Hingga kemudian percakapan berkembang
Tentang langit, tentang hujan, tentang malam, tentang apa saja yang jarang di bahas dengan sembarang orang
Aku merasa menemukan teman yang asyik untuk berbincang
Sembari mendengarnya berkisah tentang impiannya, passion-nya
Diselingi cerita tentang kupu-kupu dan wangi bunga dalam pengembaraan

“Kepada kupu-kupu mewangi yang bertebaran,
Yang kerling dan harumnya menghembus pelan,
Aku bisa meraih semudah membalik telapak tangan,
Semudah itu kupu jatuh dan bersarang dalam genggam tangan,” ucapmu ringan.

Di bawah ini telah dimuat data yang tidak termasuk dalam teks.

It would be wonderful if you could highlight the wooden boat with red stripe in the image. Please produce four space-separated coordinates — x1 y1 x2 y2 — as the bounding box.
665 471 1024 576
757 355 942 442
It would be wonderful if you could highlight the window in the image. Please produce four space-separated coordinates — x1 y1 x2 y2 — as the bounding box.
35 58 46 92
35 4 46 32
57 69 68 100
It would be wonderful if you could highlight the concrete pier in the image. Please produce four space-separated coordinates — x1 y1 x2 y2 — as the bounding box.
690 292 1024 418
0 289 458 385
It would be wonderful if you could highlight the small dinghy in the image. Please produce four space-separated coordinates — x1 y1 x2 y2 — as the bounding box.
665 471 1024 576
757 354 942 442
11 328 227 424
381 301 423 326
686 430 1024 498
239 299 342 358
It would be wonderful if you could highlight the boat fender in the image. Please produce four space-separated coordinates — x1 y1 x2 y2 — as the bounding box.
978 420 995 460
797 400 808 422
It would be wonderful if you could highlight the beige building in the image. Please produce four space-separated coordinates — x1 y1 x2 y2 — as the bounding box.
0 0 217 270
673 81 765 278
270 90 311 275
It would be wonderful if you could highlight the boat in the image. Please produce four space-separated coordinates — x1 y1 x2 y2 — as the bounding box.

Hanya gelengan kepala yang kulontarkan
Dalam hati berucap pelan :
” Aku tahu kenapa semudah itu mereka jatuh padamu.
Kau hangat dan menyenangkan
Bahkan teramat manis bagi sebagian orang
Tak disangkal banyak yang terlena oleh baiknya perlakuan
Bagaimana kau menjadi pendengar, membuat kupu dan bunga merasa dihargai olehmu
Tak sadar terjebak oleh luapan rasa “lebih dari suka”
Tak peduli meski hatimu telah kau tambatkan
Padanya, si jelita bermata bola.”

Main hati kau itu pelukis cahaya, batinku tak terkata
Jika begini yang kau lakukan, kau hanya akan berakhir dengan kehilangan

Lalu
Satu ketika dengan hati kusut ia datang
Mengisahkan sebuah kehilangan yang tak bisa disangkal
Berusaha tampak riang, mengisahkan perihnya dengan cara teringan
Tentangnya, si jelita bermata bola yang memilih terbang sendirian
Setelah lelah mengawaninya dalam pengembaraan
“Kurasa aku yang salah,” keluhnya,” Aku yang bodoh.”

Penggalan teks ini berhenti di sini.